# What does it mean to be a purist ?



## PaulfromVictor (Mar 29, 2009)

I became involved in another thread (Anyone Ever Use PLastic Lumber). An interesting point was raised about being a "purist".

What does it mean to be a purist? Do you consider yourself a purist? Does being a purist mean that you have reached an elite level of craftsmanship, or does it mean that you fail to embrace new technologies? In it's most absolute interpretation to be a purist, you should be living in the woods, chopping trees with selfmade tools. Or is a purist more of a relative interpretation. Can you cut dovetails with a router and consider yourself a purist? How about using screws? Polyurethane?


----------



## CharlieM1958 (Nov 7, 2006)

As it relates to woodworking, I'd say a purist is defined as a person who disapproves of any methods other than his own.


----------



## Gene01 (Jan 5, 2009)

Hmmmm, Charlie. Applies to more than woodwork. i.e. I'm banned from the kitchen.


----------



## MrHudon (Aug 11, 2009)

Main Entry: pur·ist 
Pronunciation: \ˈpyu̇r-ist\
Function: noun 
Date: circa 1706
: a person who adheres strictly and often excessively to a tradition; especially : one preoccupied with the purity of a language and its protection from the use of foreign or altered forms

As it relates to woodworking my understanding of a Purist is someone that works exclusively with hand tools.


----------



## miles125 (Jun 8, 2007)

""As it relates to woodworking my understanding of a Purist is someone that works exclusively with hand tools.""
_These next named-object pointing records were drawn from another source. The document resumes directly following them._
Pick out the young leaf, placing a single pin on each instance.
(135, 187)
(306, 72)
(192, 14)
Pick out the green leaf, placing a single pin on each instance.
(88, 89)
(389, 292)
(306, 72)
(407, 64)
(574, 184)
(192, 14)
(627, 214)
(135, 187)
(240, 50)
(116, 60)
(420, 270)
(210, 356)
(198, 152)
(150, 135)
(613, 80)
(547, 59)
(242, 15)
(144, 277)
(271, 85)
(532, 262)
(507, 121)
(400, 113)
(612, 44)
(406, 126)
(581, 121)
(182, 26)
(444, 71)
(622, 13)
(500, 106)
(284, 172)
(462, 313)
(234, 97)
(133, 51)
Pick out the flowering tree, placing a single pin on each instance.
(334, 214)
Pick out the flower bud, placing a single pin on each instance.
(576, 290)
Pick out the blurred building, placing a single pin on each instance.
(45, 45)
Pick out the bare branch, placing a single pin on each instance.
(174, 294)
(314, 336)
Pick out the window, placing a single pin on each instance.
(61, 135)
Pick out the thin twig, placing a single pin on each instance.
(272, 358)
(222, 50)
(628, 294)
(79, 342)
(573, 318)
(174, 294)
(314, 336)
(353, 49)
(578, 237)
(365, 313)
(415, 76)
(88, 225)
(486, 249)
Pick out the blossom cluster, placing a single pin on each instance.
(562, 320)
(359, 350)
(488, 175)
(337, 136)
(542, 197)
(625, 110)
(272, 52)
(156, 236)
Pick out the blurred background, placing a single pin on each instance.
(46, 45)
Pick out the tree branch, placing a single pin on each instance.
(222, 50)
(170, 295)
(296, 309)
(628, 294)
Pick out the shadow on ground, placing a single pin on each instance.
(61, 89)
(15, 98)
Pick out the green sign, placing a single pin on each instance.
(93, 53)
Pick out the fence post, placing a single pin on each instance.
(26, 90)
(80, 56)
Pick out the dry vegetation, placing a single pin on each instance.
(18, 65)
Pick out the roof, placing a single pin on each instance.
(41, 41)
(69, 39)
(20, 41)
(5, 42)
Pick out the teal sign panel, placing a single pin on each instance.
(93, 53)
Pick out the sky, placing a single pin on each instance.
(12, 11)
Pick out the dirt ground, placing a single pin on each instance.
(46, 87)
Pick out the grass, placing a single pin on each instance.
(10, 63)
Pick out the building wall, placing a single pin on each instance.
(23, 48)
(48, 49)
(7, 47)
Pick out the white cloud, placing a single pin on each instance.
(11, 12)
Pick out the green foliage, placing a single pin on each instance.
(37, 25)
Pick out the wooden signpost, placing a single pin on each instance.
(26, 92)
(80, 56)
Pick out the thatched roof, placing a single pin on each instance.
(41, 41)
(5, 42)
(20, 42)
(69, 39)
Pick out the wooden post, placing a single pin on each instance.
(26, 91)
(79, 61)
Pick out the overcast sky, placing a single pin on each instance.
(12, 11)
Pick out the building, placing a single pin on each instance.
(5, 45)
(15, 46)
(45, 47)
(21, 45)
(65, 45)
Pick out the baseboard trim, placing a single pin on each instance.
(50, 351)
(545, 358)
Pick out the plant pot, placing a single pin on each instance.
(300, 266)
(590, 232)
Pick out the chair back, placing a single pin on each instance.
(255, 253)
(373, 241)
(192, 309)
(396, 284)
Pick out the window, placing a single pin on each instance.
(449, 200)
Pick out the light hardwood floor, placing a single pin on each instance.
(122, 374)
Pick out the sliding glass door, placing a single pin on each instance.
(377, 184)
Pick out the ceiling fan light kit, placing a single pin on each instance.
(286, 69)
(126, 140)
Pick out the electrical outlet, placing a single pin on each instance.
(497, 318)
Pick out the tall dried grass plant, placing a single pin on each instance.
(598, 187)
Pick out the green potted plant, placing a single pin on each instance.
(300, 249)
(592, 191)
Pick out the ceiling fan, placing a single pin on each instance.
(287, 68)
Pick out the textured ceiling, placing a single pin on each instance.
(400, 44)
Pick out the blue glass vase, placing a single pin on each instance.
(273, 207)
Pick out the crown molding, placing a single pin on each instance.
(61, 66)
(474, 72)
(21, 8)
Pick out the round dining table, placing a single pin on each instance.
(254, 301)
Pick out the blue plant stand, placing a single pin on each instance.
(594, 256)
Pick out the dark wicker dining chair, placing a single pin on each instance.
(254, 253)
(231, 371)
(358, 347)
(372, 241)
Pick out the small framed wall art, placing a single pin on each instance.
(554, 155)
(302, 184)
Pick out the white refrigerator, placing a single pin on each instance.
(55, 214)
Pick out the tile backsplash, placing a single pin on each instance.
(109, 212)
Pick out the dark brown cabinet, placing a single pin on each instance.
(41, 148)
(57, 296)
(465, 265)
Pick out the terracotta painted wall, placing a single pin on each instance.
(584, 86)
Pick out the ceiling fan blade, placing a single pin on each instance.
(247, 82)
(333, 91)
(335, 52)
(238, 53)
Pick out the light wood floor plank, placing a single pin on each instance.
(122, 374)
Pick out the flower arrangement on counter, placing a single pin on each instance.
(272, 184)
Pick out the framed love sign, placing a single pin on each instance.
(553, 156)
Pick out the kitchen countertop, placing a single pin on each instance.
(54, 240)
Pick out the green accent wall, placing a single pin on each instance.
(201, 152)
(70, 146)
But a purist's purist would demand the hand tools also be made by hand…


----------



## MrHudon (Aug 11, 2009)

Miles, good Point! 
Guess that makes the caveman and his wooden club the first "Pure" woodworker. ; )


----------



## JJohnston (May 22, 2009)

I don't cotton to that new-fangled Star Trek-style transporter technology where you just "beam away" any wood you don't want, so that makes me a power-tool purist.


----------



## 8iowa (Feb 7, 2008)

I think of a purist as someone who, while using power tools, uses traditional methods of joinery, such as mortise and tennon and dovetails instead of pocket screws and staples; Someone who uses real wood rather than plywood for the backs and panels; and has the knowledge and tendency to use several types of handtools before a project is finished.


----------



## TopamaxSurvivor (May 2, 2008)

Plastic lumber is not woodworking, it is plastic working. No ands, ifs or buts about it ;-))


----------



## mvflaim (Dec 8, 2009)

A purist is some one who builds furniture in the same way the craftsman made it back in the period it was made. Hot hide glue and all. Roy Underhill, Mack Headley and Adam Cherubini are purists.


----------



## a1Jim (Aug 9, 2008)

A purist is a person who operates or proceeds in a manner in such a way that they follow there best understanding of a given subject in a most absolute or exacting way.


----------